I follow him as he zigzags down the road. We find a bar – a brothel really, going by the red neon lights – located in an alley far away from the general crowd. The facade smells of dog piss. Under normal circumstances I would never dream of entering such a sordid place.

  An enormous bouncer ignores us, and we walk through a small room where some young women are dancing. They’re naked. We make our way to the bar.

  ‘It’s on me this time,’ Lambert says. ‘Champagne?’

  I acquiesce. I’m a little surprised that Lambert can afford champagne at five hundred francs a bottle on his wages, but I let him order it anyway.

  We watch as the dancers twist and wriggle into poses that are meant to be suggestive. I’m amazed to see that such vulgarity can excite the fringes of society so. It certainly has no effect on me.

  A young woman walks over and starts sniffing around. Lambert offers her a glass of champagne. I have to intervene before he abandons me. I can already picture him announcing that he’s off upstairs with this slut.

  When he gets up to go to the toilet, I grab the woman by the elbow and give her a two-hundred-franc bill to leave us alone for half an hour. I suggest she passes on the message to her little friends.

  Lambert is coming back. He bumps into a stool and knocks it over, but then simply leaves it on the floor and weaves his way back over to me.

  ‘I bet your job takes it out of you. I bet your social life suffers for it.’

  ‘It’s the same for all of us, but I have more bottle than most.’

  ‘Do you think about work all the time?’

  ‘I have to. All my cases are critical. I think about them last thing at night when I go to bed and first thing in the morning when I get up, and right now this Artist case is really keeping us on our toes.’

  ‘D’you think you’re close to getting him?’

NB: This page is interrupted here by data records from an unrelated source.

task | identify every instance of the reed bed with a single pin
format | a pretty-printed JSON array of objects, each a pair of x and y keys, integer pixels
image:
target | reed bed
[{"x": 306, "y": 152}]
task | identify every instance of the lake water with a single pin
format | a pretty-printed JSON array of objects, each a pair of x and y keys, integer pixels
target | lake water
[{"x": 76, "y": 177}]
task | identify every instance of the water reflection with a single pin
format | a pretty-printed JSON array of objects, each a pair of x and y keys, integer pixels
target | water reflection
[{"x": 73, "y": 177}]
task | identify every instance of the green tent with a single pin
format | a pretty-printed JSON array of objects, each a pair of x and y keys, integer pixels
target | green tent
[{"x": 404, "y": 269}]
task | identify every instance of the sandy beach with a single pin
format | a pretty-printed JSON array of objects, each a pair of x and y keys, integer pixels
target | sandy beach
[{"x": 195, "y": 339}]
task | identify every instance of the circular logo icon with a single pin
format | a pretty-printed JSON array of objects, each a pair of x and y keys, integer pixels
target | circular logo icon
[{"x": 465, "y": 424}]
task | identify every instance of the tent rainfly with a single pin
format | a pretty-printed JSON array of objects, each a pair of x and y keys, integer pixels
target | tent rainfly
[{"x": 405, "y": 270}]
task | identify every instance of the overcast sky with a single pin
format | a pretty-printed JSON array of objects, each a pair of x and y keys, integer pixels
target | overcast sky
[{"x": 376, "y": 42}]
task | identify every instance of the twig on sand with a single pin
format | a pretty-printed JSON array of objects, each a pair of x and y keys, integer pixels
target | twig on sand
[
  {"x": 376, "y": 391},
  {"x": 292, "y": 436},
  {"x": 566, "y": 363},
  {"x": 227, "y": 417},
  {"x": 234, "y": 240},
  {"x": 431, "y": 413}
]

  ‘We’ll get him. We’ll get him. When we first started, we were looking at the art world. For someone to be that good, they must have been in the business at some point, but nothing. Nada. We didn’t find a fucking thing . . . At first, we thought it was someone on the inside.’

  ‘Inside?’

  ‘Yeah. Why couldn’t we find a trace of him? This man is good! No witnesses, no noise when he kills them. We thought maybe he understood how criminal investigations work, but nothing. We didn’t find a thing.’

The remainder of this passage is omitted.